Léon Bérard évoque "l'innocuité habituelle des interventions pour goitres qui,

depuis dix ans, ne nous ont donné aucun cas de mort après ablation des lésions thyroï­

diennes non cancéreuses sur un total de plus de deux cents opérations...", alors qu'il

aura malheureusement le décès sur table de son millième goitre. Il faut dire aux plus

jeunes que les goitres à cette époque étaient souvent impressionnants : il est intéressant

de voir les photographies reproduites dans le livre de Léon Bérard, ce sont des masses

énormes avec des phénomènes de compression sur les vaisseaux, sur les nerfs.

2. Léon Bérard est un chirurgien généraliste puisqu'il laisse un nom dans la chirurgie

osseuse : dans les grandes ostéomyélites, il prône l'ouverture large de la diaphyse, la

mise à plat des bords de l'ouverture de l'os, mise à plat qui est traduite en anglais par

"saucer" et revient dix ans plus tard en France avec le terme anglais de "saucérisation" !

Il écrit en 1914 un Traité sur l'appendicite.

3 . Léon Bérard est le pionnier de la chirurgie thoracique (tuberculose).
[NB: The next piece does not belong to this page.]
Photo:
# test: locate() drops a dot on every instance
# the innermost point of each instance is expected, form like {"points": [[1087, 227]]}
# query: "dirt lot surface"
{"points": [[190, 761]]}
Léon Bérard, dans sa formation chez Antonin Poncet, avait étudié toutes les localisa­

tions de la turberculose sauf une, la plus fréquente : la tuberculose pulmonaire pour

laquelle les traitements restaient aléatoires. C o m m e l'écrit Bruno Martinet : "A travers

l'institution du sanatorium Mangini fondé par son ami Frédéric Dumarest, Léon Bérard

va être l'un des premiers à tenter, et le premier à réussir, du moins en France, des thora-

coplasties permettant de guérir de nombreux patients... Il devient le fondateur de la

chirurgie thoracique dans notre pays". L'Allemagne est en avance sur les essais théra­

peutiques puisqu'en 1851 c'est la création du premier sanatorium dont les principes

sont : air pur et sec, repos, nourriture riche. Je rappelle que plus tard il y aura le fameux

roman de Thomas Mann, La Montagne Magique, sur ce thème du sanatorium.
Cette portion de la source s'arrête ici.